Questa spinta collettiva utopistica – ma anche molto concreta, che è andata oltre Scampia, raggiungendo comunità rom dell’intera area metropolitana di Napoli – non è bastata per capovolgere la situazione, e il Comitato ha progressivamente allentato la presa, di pari passo con un vero e proprio abbandono istituzionale, fatto di lenti ed estenuanti passaggi, a dir poco umilianti. Oggi siamo al si salvi chi può, finché il campo non sarà svuotato forse anche all’interno di una visione e di un processo di “riqualificazione” del territorio che certamente non contempla i suoi gruppi più marginali.
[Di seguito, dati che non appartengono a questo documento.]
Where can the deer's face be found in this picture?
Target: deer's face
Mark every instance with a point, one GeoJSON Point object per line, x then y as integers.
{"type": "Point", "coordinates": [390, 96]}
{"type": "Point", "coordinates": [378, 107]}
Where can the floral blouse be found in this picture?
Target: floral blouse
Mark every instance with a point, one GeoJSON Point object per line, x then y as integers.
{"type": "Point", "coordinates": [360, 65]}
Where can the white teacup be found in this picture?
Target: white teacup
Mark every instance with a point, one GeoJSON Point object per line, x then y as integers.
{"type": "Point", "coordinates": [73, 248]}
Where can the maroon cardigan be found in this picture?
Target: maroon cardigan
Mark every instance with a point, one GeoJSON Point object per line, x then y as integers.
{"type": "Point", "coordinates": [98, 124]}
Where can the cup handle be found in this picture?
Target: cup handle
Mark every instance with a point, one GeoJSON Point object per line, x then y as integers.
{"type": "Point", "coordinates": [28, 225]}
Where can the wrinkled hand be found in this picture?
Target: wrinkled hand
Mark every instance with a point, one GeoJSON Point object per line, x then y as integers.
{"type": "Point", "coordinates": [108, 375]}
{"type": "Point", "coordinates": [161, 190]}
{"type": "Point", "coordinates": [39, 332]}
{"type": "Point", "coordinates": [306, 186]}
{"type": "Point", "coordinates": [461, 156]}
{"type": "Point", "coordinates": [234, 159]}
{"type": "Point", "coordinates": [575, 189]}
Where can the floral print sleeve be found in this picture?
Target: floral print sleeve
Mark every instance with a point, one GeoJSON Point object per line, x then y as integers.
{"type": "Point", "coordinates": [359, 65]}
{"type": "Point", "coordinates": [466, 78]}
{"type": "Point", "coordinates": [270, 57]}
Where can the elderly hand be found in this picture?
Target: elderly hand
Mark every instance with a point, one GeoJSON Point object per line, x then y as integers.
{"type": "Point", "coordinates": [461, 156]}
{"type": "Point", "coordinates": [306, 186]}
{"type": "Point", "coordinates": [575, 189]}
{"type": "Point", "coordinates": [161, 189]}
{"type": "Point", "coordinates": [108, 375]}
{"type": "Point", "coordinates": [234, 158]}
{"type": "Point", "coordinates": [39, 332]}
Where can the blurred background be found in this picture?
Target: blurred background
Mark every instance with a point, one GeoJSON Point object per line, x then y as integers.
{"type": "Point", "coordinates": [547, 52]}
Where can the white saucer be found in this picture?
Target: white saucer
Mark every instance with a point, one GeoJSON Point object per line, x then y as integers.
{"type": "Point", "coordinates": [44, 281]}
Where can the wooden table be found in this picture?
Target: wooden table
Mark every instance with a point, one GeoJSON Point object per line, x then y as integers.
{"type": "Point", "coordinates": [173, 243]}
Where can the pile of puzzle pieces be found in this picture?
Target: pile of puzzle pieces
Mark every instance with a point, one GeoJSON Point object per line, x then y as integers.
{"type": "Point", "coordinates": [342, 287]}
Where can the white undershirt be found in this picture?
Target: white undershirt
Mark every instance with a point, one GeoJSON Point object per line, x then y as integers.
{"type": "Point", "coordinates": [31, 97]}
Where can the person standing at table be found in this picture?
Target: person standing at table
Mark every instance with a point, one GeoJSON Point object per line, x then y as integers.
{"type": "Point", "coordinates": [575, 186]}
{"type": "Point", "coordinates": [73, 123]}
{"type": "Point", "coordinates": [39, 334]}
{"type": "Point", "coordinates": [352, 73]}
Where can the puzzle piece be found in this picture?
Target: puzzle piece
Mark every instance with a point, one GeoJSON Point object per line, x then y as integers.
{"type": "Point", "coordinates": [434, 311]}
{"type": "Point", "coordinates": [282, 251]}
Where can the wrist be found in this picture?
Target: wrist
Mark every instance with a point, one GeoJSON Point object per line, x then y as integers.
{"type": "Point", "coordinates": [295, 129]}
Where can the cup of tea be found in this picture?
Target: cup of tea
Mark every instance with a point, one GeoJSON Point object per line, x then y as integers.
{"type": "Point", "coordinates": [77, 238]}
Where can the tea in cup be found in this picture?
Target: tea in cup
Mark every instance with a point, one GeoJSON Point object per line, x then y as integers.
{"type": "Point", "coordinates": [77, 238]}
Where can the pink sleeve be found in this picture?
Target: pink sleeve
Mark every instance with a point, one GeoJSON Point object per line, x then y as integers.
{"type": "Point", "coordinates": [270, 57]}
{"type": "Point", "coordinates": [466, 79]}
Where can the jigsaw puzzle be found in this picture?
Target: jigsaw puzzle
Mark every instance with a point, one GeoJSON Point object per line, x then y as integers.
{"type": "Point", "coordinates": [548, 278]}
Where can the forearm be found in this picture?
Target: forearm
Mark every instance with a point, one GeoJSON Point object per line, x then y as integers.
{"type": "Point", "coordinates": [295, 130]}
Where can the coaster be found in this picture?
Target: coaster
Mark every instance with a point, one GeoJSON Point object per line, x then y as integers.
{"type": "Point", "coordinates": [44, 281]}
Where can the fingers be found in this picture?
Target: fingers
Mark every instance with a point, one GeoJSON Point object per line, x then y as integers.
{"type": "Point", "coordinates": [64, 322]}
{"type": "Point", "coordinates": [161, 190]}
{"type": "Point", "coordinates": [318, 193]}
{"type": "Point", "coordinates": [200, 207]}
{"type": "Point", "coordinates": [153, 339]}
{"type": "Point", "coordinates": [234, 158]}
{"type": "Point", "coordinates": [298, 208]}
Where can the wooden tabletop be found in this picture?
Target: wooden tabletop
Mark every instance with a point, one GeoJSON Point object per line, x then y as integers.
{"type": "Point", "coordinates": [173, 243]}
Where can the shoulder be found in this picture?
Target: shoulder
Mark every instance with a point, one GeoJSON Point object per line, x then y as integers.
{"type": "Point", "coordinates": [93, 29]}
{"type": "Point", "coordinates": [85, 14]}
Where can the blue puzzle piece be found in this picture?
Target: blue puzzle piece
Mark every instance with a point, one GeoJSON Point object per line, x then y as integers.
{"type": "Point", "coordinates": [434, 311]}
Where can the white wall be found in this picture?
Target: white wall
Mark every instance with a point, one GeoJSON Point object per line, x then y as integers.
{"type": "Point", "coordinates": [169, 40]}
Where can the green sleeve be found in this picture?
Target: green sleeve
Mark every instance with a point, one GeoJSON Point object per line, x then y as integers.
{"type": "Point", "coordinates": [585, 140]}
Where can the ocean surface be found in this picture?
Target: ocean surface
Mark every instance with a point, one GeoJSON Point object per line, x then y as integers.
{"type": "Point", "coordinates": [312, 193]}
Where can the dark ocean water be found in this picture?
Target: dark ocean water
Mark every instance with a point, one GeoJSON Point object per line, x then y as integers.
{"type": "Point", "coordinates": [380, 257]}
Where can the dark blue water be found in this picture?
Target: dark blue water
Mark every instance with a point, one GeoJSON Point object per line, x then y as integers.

Nel frattempo, poiché tutto è in vendita, anche Scampia poteva trovarsi coinvolta nel tritacarne del processo di turistificazione che sta divorando il centro città di Napoli: il cosiddetto turismo dell’orrore, con le Vele sullo sfondo di una passeggiata nelle terre di gomorra, è stato a un certo punto un rischio concreto che si stava per correre. Ma al contrario di quanto ipotizzato anche in chiave comica negli scenari grotteschi del nostro spettacolo di Arrevuoto di quest’anno “Sei mai stato a Spettropoli” in una Napoli stravolta da turisti, alienazione e fantasmi, esiste una attiva resistenza territoriale, perché esiste un tessuto cittadino collettivo creato negli anni, fatto di persone in carne e ossa, che nonostante un vissuto di privazioni, un futuro incerto, una fatica quotidiana talvolta anche insormontabile, riempie in senso culturale e vitale quei luoghi di cui si sente parte e che, come anche i ragazzi nello spettacolo raccontano nelle conclusioni, sta imparando a difendere strenuamente, con le armi della gioia, del mutualismo, dell’ostinazione.